Another difference is that Schull’s character is named Cassandra — not Kathryn like Stowe’s character in the film — and it’s no coincidence that she shares a name with the infamous prophet from Greek legend.
Schull explained, “We actually have en episode called ‘The Cassandra Effect’ which is exactly because of that. In the pilot, she meets Cole, and she’s the only person who understands and has experienced what he’s trying to remedy, which is this plague that has ravaged the world in just a matter of years in the time after they first meet. And of course, as any sane person would, she questions that and doesn’t believe it, and [Cole] gives her reason to believe that it is real. Then she accepts it as a reality, and is the only person who understands this. So it is a bit of a ‘Cassandra’ reality and they chose that name very intentionally.”
Another familiar face from Nikita is Noah Bean, who plays Aaron Marker, a political insider and Cassandra’s beau. In the session, he gave us a bit of color on the skeptical Aaron Marker.
”My character, Aaron, is definitely the skeptic,” said Bean. “Cassandra is telling the truth and he’s the one that’s basically saying that’s bullshit, that’s bologna, that doesn’t exist, there’s no time travel.

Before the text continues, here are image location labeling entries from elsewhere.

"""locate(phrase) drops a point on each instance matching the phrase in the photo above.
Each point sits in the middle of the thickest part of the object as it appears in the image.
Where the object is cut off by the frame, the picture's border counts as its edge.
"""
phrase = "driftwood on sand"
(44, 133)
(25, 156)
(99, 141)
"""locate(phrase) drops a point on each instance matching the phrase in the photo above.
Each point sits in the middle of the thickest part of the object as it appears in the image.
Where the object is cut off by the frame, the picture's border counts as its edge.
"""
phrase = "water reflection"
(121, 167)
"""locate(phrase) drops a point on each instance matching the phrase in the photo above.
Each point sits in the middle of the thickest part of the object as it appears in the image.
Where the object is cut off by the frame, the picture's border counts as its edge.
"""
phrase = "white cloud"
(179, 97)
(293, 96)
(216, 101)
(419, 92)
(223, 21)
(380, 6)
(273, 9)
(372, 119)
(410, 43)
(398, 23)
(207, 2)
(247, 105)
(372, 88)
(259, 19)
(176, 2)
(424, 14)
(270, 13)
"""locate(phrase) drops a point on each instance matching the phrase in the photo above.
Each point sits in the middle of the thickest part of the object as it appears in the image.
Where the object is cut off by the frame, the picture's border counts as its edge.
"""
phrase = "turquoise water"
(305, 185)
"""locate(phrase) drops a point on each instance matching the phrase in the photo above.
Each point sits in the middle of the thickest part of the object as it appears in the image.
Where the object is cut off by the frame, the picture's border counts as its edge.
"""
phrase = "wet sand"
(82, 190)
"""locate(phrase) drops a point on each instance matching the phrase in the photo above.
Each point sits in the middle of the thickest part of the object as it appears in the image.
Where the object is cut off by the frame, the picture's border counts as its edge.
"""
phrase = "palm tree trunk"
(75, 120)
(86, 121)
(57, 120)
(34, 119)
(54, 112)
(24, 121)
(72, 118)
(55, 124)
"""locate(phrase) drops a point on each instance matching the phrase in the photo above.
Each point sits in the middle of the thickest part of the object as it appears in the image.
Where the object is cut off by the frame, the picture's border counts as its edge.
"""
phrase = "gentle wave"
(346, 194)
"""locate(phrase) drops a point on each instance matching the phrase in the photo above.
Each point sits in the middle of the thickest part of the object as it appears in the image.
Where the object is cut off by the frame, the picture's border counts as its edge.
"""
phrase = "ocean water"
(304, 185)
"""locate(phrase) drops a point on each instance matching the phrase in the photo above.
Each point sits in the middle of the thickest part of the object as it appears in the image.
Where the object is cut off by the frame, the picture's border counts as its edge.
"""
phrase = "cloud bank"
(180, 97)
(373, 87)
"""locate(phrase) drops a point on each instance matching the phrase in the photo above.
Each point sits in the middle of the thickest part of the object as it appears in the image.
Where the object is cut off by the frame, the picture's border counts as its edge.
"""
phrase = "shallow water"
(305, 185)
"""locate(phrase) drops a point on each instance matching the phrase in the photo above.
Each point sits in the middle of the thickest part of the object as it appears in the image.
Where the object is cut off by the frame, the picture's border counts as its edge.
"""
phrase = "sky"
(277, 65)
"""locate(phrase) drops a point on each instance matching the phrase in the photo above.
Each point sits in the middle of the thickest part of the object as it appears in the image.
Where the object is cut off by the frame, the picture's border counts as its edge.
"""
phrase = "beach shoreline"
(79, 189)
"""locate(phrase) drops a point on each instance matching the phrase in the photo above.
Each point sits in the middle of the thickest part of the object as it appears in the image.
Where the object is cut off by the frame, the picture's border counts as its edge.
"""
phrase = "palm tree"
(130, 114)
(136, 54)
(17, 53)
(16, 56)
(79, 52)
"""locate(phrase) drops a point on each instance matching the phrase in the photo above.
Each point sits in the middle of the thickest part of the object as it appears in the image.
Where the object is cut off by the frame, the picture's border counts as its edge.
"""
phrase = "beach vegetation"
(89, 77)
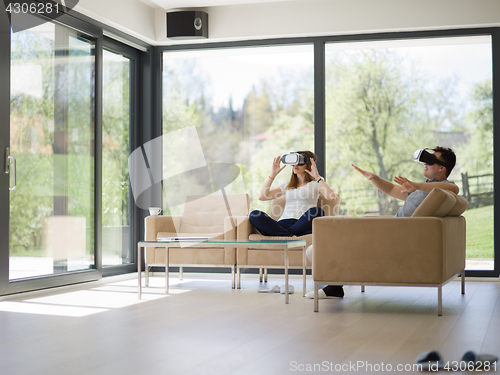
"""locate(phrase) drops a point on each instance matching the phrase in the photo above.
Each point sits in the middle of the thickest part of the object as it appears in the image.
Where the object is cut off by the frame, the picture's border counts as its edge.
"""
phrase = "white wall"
(130, 16)
(301, 17)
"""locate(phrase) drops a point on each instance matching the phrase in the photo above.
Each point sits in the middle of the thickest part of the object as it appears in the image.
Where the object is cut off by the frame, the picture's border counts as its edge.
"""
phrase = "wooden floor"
(205, 327)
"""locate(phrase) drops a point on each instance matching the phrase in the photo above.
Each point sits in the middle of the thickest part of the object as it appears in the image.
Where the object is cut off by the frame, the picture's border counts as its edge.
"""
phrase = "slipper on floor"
(478, 360)
(321, 294)
(274, 289)
(430, 360)
(290, 289)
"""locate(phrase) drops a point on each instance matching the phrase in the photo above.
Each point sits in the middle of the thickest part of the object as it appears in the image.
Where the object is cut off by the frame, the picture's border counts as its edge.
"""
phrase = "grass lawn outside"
(480, 232)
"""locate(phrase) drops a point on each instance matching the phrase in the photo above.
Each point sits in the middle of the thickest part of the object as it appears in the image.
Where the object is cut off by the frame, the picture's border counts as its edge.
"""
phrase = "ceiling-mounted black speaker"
(187, 25)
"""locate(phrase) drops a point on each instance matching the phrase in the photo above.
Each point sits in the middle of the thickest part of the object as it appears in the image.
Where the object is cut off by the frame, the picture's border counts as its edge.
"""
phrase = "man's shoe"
(321, 294)
(329, 291)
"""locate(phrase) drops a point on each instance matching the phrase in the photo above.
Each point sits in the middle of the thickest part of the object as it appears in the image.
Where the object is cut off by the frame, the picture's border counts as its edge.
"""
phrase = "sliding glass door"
(50, 156)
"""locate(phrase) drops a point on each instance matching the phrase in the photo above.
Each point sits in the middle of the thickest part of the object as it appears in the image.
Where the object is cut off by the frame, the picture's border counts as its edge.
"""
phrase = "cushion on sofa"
(460, 206)
(438, 203)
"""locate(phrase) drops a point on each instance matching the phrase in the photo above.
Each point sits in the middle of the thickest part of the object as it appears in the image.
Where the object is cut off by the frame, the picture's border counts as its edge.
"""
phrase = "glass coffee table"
(285, 245)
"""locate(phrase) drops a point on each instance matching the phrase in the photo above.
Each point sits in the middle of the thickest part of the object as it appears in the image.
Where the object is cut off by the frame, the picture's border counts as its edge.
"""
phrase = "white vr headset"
(294, 158)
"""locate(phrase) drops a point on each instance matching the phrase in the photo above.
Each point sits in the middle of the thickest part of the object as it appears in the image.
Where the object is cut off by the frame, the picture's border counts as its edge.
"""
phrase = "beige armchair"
(210, 216)
(269, 258)
(427, 249)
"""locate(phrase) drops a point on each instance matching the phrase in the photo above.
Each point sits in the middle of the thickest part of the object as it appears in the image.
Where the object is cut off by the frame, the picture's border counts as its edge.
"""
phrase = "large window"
(115, 151)
(52, 138)
(241, 106)
(387, 99)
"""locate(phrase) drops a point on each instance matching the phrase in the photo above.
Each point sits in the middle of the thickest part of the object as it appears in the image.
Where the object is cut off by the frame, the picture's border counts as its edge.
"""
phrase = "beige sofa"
(427, 249)
(211, 216)
(268, 258)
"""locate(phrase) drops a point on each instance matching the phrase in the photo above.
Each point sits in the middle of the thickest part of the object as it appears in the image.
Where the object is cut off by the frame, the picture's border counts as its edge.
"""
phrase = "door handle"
(8, 158)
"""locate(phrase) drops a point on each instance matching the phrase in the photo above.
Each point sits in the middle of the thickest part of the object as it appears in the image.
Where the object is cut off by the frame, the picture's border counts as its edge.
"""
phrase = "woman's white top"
(299, 200)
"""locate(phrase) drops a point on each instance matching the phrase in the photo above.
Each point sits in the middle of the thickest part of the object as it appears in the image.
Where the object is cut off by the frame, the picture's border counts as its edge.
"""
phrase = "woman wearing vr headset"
(302, 193)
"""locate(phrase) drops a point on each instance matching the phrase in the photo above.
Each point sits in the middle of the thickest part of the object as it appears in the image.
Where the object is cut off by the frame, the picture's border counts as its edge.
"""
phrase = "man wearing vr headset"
(438, 167)
(301, 192)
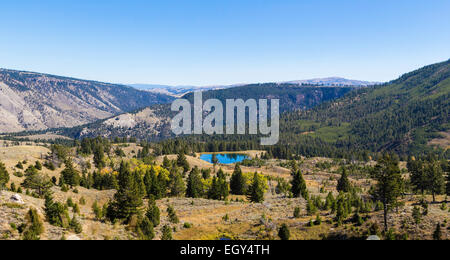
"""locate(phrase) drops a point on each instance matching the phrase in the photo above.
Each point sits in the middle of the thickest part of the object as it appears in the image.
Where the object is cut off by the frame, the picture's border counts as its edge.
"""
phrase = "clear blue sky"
(223, 42)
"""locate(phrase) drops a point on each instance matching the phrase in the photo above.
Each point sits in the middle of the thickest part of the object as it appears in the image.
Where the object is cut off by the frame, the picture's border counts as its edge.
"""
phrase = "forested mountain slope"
(402, 115)
(35, 101)
(292, 96)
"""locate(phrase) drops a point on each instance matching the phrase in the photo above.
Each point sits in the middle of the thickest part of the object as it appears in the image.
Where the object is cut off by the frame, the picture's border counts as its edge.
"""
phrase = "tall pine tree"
(128, 199)
(237, 182)
(256, 190)
(344, 183)
(4, 176)
(389, 185)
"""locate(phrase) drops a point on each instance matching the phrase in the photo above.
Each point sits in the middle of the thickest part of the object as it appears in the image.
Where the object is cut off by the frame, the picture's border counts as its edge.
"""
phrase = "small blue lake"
(225, 158)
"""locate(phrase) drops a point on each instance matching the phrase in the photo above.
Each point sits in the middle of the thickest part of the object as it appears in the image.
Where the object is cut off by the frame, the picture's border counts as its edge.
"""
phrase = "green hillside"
(400, 116)
(292, 96)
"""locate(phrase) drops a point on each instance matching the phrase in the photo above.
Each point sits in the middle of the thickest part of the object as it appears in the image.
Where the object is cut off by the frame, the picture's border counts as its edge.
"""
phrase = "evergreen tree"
(219, 188)
(418, 176)
(99, 156)
(37, 181)
(299, 185)
(344, 183)
(437, 235)
(206, 174)
(70, 175)
(75, 225)
(142, 189)
(55, 212)
(146, 229)
(448, 184)
(284, 232)
(38, 166)
(166, 163)
(389, 185)
(297, 212)
(256, 190)
(194, 185)
(177, 186)
(417, 215)
(237, 182)
(436, 180)
(4, 176)
(97, 211)
(182, 162)
(153, 212)
(166, 233)
(329, 201)
(34, 227)
(173, 218)
(127, 200)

But eventually, Aaron can’t deny it and he’s aware of the situation.”
Much like the aforementioned Battlestar Galactica, a key male role from the film has been developed into a female role for the TV series: Brad Pitt’s character, Jeffrey Goines. Matalas disclosed the genesis of this decision to turn Jeffrey Goines into Jennifer Goines. “We were sitting in my office one day and we were like no one is going to want to play what Brad Pitt did again. We were racking our brains, and said what if we give it to a woman? And [we] found a woman to bring her own unique brand of eccentricities and crazy to it.”
Stepping into the role of Jennifer Goines is Emily Hampshire, and she revealed that never having seen the film before her audition worked to her benefit.
“I think I was kind of fortunate in retrospect because when I first auditioned for the show I didn’t have much time to prepare,” Hampshire shared, “and I hadn’t seen the film yet, which I know is a terrible thing. But I hadn’t seen the film and I auditioned, so my first introduction to Jennifer Goines was [this] script, this girl on the page. I got to make up my own kind of idea of who this woman is. Then I saw the movie after everybody was like, ‘Oh, it’s the Brad Pitt character!’ I think that was really, really good for me to do because I think if I’d seen the movie first, I would have been too overwhelmed and under the weight of this fantastic performance to have any of my own creativity come through.”
A series as complex and thought-provoking as 12 Monkeys seems like the perfect match for water cooler chat, theorizing, and supplemental content; before the announcement of the cool Syfy Sync app that turns the show into a two-screen experience, Matalas confirmed that there would online extras. “There will be a lot of online content,” Matalas said. “We’re doing some with Jennifer, and a lot of our villain characters, and with our scientists talking about time travel.”
12 Monkeys debuts tonight at 9/8c on Syfy and 10pm ET/PT on Showcase.